怪しく見えた相手はただの『無愛想な客とその連れ』。
宿はいつも通りの営業を再開した。
* * *
グリフォンと行動を共にするようになって、私の感覚だと二か月くらいが経った。
こっちの世界の暦がまだよく分からないから、だいたいの感じだけど。
あれから幾つかの町に立ち寄ったけど、そのどこにも長居はしていない。
グリフォンの旅に目的地があるのか、それとも旅自体が目的なのか。
―――まだ解らないことだらけ。
でも何だか最近はグリフォンの仏頂面にも慣れてきたかもしれない。
この日、ある町の近くまで来て空が急に曇りだし、
小雨がパラつき始めたと思ったらそれはあっという間に本格的などしゃ降りに変わった。
慌てて宿に飛び込んだけど何軒かは満室だと断られ、あちこち廻ってようやく部屋を取る事が出来た。
いつも通りの二人部屋。
最初は感覚がマヒしてて赤の他人の男の人と同室って事も気にする余裕がなかったけど、ある程度落ち着いた頃に突然恥ずかしくなった。
十五の乙女が!身内以外の異性と小部屋で二人きりって!
ボロくてもイイからせめて個室をお願いします!
だけどよくよく考えたら、拾われた野良猫も同然の身分で稼ぎも無いくせに要求ばっかり一人前って…、どんだけ偉そうなの私。
それに恐らくグリフォンは私を『異性』というより『子供』の括りに入れてる。
出る箇所は出て締まる箇所は締まってる、というのがグリフォンの『女』の基準だし。
おまけに何度も宿に朝帰りする御身分だから、仮に部屋を別にして貰っても無駄な出費になるだけ。

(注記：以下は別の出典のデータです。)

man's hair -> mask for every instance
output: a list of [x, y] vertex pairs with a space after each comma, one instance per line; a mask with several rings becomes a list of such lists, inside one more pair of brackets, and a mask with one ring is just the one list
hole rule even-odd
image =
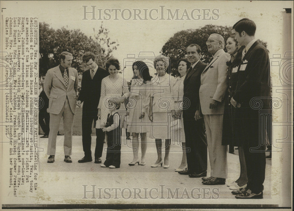
[[256, 30], [256, 26], [253, 21], [248, 18], [241, 19], [233, 26], [233, 29], [239, 33], [244, 31], [249, 36], [254, 36]]
[[105, 66], [107, 71], [108, 71], [108, 68], [109, 68], [109, 66], [111, 65], [113, 65], [115, 67], [117, 70], [119, 70], [120, 69], [120, 67], [119, 66], [119, 62], [118, 62], [118, 60], [117, 60], [117, 59], [115, 58], [111, 57], [106, 62]]
[[67, 55], [68, 55], [70, 56], [73, 55], [71, 53], [69, 52], [68, 52], [67, 51], [63, 51], [62, 52], [60, 55], [59, 55], [59, 60], [60, 61], [61, 61], [61, 59], [62, 59], [64, 61], [64, 60], [65, 59], [65, 56]]
[[216, 37], [217, 40], [220, 43], [221, 45], [222, 48], [223, 49], [225, 48], [225, 39], [223, 37], [219, 34], [211, 34], [209, 35], [210, 37], [211, 36], [215, 36]]
[[188, 48], [191, 48], [191, 47], [193, 47], [194, 46], [196, 46], [196, 50], [197, 51], [197, 53], [201, 53], [201, 48], [200, 48], [200, 46], [199, 46], [199, 45], [197, 44], [191, 44], [190, 45], [188, 46], [186, 48], [186, 52], [188, 50]]
[[85, 53], [85, 54], [83, 55], [83, 57], [82, 58], [83, 62], [85, 63], [88, 62], [91, 59], [92, 59], [93, 62], [95, 62], [96, 60], [96, 55], [91, 52], [87, 52]]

それに、万が一隣の部屋でアハンな行為に及ばれたりりするのも、ちょっと…。
ひとまず湿った服を着替えてから先に階下の食堂に降りたグリフォンを探すと、席に着いたグリフォンは数人の宿泊客と談笑しているところだった。
よしよし。今日はイイ感じ?
…この保護者。客商売なんかしてるわりに表情筋が硬すぎて、二回に一回は初対面のお客さんと気まずい雰囲気になる。
本人に悪気は無いっぽいんだけど、もうちょっとこう…にこやかに出来ないもんかな。
一度でもその歌を聴いて貰えれば、誰もが虜になること受け合いなんだけど。
最初の印象でズルズル行って物凄く損をするタイプの人種だ。
何故この職種を選んだのか、謎。